To address this problem with standard quantization, we can develop a slightly specialized type of quantization that considers the normal distribution of the neural network weights. This is exactly what QLoRA does and it names it k-bit NormalFloat. In NormalFloat, the bins are weighted by the normal distribution and hence the spacing between two quantization values are far apart near the extremes of -1 or 1 but are closer together as we get closer to 0.
To throw some additional light, the green dots show the 4-bit NormalFloat quantization versus the standard 4-bit quantization shown in the blue dots.
Let's now move to the next contribution of the paper which is double quantization.
Because the motivation of QLoRA is to train on a single GPU, it is essential to squeeze every bit of memory as possible. If we recall blockwise quantization, we saw that we use 64 blocks to quantize the weights and each of these blocks has a quantization constant *c*. So double quantization is the process of quantizing the quantization constants for additional memory savings. And through double quantization, we gain half a bit per parameter on average.
The last bit of the puzzle is paged optimizers.
Paged Optimizers prevent memory spikes whenever we abruptly get a long input. Let's say we are working with documents and suddenly we have a long document. When we use a single GPU for training, this spike in sequence length generally breaks the training. So to overcome this, the state of the optimizer, say Adam is moved from the GPU memory to the CPU till the long sequence is read. Then when the GPU memory is freed, the optimized state is moved back to the GPU. At a high level thats what happens if we leverage paged optimizers.
In terms of the implementation, the paged optimizer is part of the bits and bytes library. and you can enable or disable it during your QLoRA training by simply setting the flag is_paged on or off.
Putting together the above-mentioned three components, QLoRA efficiently uses a low-precision storage data type, in our case usually 4-bit, and one computation data type that is usually BFloat16.
What does that mean? Going back to LoRA, it means that to optimize for the memory, the weights of the model are stored in NF4. This enables us to load the weights into a single GPU and the loaded weights are converted into BFloat16 for the computation of gradients during backpropagation.
To link it to LoRA, let's look back at this equation from LoRA where x is the input, and W_0 is our pre-trained model weights. A and B are low-rank matrix decompositions.
With QLoRA, our input x is BrainFloat16. Our weights are stored as Normal Float4 (NF4). During the computation of gradients, our weights and quantization constants go through a double dequantization which is the reverse of double quantization.
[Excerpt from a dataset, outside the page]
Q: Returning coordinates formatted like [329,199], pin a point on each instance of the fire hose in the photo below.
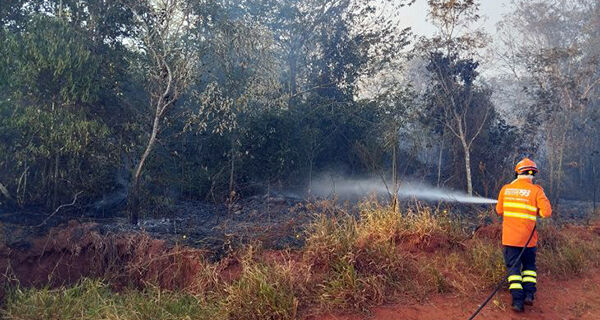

It happens by first dequantizing the quantization constants, c_1 and c_2. Then using the constants, we once again dequantize the weights to BrainFloat16 which is used to compute the gradients.
If you are wondering how good is NormalFloat and double quantization, the authors of QLoRA experimented with four datasets and showed that in all four cases using normal float and double quantization improves the mean zero-shot accuracy of training compared to simply using float.
In terms of the GLUE score, QLoRA can replicate the accuracy of 16-bit LoRA and full-finetuning. The authors conclude that 4-bit QLORA with NF4 data type matches 16-bit full finetuning and 16-bit LoRA finetuning performance on academic benchmarks with well-established evaluation setups.
So if you are interested in finetuning on a single GPU and would like the fine-tuned model to match the performance of standard finetuning on multiple GPUs, then QLoRA is the way to go.
I hope that was a useful insight into QLoRA. I will see you in my next. Until then, take care.